3. Interoperability. The organization HIMSS defines interoperability in healthcare as the ability of different information technology systems and software applications to communicate, exchange data and use the information that has been exchanged. Healthcare providers, especially small physician practices or rural health groups, are often at the mercy of their EHR vendors in terms of willingness and capability of data sharing. With the passing of 2016’s 21st Century Cures Act, the U.S. government has now clearly defined data blocking and its commitment toward holding the private sector accountable for transparency in healthcare IT. This puts pressure on vendors to enable interoperability, which better connects providers for improved patient care and safety across patients’ medical journeys.
4. Business Intelligence. On top of expanding patient care initiatives, technology also streamlines hospitals’ financial management processes through business intelligence applications.
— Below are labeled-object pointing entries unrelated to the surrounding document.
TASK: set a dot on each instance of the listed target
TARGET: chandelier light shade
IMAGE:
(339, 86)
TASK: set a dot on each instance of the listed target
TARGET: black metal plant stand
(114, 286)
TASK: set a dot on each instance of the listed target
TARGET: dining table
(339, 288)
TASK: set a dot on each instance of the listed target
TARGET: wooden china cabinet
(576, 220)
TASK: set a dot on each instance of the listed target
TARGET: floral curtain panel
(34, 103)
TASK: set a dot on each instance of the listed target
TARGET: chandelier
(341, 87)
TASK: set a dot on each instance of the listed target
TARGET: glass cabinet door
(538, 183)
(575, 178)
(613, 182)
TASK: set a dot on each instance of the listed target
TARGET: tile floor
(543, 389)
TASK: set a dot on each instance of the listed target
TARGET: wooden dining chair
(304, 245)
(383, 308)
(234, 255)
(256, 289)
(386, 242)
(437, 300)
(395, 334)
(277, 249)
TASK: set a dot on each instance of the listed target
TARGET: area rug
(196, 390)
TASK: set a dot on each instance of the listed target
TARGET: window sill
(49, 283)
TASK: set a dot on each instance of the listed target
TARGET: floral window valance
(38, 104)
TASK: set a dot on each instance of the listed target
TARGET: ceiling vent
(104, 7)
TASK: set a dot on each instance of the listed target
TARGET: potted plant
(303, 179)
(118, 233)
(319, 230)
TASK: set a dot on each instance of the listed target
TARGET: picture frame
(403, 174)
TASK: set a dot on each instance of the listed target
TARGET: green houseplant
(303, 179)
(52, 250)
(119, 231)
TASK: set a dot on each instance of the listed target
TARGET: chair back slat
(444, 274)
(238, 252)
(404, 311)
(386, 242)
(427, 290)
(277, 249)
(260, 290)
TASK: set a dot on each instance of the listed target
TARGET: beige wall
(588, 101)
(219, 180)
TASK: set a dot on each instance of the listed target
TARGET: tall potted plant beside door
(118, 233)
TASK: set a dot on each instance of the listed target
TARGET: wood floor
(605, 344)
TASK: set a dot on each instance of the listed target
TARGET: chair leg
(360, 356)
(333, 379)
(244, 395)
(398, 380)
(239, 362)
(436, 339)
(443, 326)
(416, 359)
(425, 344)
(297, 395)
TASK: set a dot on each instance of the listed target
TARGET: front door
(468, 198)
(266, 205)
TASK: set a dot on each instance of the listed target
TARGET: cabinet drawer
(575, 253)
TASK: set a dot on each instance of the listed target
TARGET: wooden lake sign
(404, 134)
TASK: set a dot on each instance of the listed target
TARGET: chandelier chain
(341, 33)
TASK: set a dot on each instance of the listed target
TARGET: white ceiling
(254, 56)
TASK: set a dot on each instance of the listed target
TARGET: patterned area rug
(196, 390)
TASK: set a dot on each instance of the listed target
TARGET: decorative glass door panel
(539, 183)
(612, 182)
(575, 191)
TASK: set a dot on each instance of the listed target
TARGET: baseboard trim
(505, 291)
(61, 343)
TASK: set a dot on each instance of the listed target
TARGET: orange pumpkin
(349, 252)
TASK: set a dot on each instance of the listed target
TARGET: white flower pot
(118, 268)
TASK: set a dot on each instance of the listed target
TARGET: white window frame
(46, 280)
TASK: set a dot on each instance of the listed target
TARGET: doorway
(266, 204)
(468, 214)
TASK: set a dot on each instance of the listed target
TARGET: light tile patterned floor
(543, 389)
Today healthcare providers can view a more complete picture of claims management by analyzing key performance indicators (KPIs) with business intelligence (BI) tools to identify potential improvement areas for operational change. Utilizing BI tool insights can help healthcare organizations leverage distinct improvements in cash flow and collection rates from payers, while decreasing denial rates. This combination can lead to better-informed decision making, higher billing and administrative staff satisfaction, increased revenue and better overall financial health, along with a more effectively run organization over the long term.
As the healthcare industry becomes more consumer driven, healthcare providers, whether a small physician practice or a multi-facility healthcare system, must welcome technology to elevate patient care and revenue management capabilities.
By pointing the finger at technology’s annoying nuances, providers waste time and optimization potential, or the opportunity to strategize how to mine technology to improve care across the continuum to remain competitive.